Invitation Dos and Don'ts

Abby Feinknopf
A cohesive design throughout all of Whitney and Pete Wittman's stationery helped set the tone for their black tie wedding.

Few pre-wedding details are as traditionally regimented as the wedding invitation. Guidelines about formal titles, invitation pieces and included information are one of the few customs that modern weddings haven't thrown out the window, and they can be overwhelming to the inexperienced. Here are a few tips on how to navigate the often-confusing realm of invitation etiquette.

DO: Match your invitation style to your event.

Your wedding invitation often acts as your guests' first glimpse into what's in store for the big day. Set the tone with wording, design and details.

Stationers can guide couples through the nuances of envelope liners, monogrammed bellybands and other design elements to ensure a polished and coordinated invitation suite. But be wary of going too far, even with ultra-formal events. “Decorative extras can add up, so pick your priorities and set a stationary budget,” advises Sarah Nugent, owner of You're Invited.

Another stylistic choice is how to address envelopes. It's fine to use preferred names for most wedding styles, but use formal honorifics—like Mr. and Mrs. John Doe—for a formal event.

DON'T: Include registry information.

One firm etiquette rule has stood the test of time: Never, ever include registry information on the invitation. “The focus should be on your guests and not the gifts,” says Nugent. “Listing your registries implies that a gift is a requirement for attendance.” She suggests instead including registry information on your wedding website and asking friends and family to spread the info via word of mouth.

DO: Include the important details.

Regardless of your wedding's style, you'll need to include information on who's getting married and when and where it's taking place. Other details you may want to include, depending on your event, are suggested attire, transportation and hotel information, activities like the cocktail hour or after party and a link to your wedding website.

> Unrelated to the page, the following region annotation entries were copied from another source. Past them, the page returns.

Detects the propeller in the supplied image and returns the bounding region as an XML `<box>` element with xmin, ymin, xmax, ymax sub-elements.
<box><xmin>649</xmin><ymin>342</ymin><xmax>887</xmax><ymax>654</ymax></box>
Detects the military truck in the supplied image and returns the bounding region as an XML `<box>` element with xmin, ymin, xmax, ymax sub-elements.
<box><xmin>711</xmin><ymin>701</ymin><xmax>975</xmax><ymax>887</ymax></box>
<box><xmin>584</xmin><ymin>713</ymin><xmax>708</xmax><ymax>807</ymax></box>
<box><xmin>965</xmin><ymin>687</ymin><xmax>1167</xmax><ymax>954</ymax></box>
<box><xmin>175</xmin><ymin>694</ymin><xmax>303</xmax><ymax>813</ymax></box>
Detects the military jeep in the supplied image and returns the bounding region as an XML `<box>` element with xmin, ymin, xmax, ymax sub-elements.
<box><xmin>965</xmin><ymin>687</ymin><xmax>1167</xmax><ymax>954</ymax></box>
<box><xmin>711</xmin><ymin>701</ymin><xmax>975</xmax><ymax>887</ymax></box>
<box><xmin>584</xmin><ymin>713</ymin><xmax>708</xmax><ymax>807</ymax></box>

Your suite also must include a way for guests to RSVP. It can range from a traditional card (with pre-addressed and -stamped return envelope) or a link to an RSVP website, based on your wedding's formality.

DON'T: Wait too long to mail your invitations.

Plan to mail your invitations six to eight weeks before your wedding (10 to 12 weeks for guests who live in another country). Your RSVP deadline should be about two weeks before your big day. If in doubt on when to send, always allow for more time and mail your invitations earlier rather than later, especially if your wedding falls near a major holiday.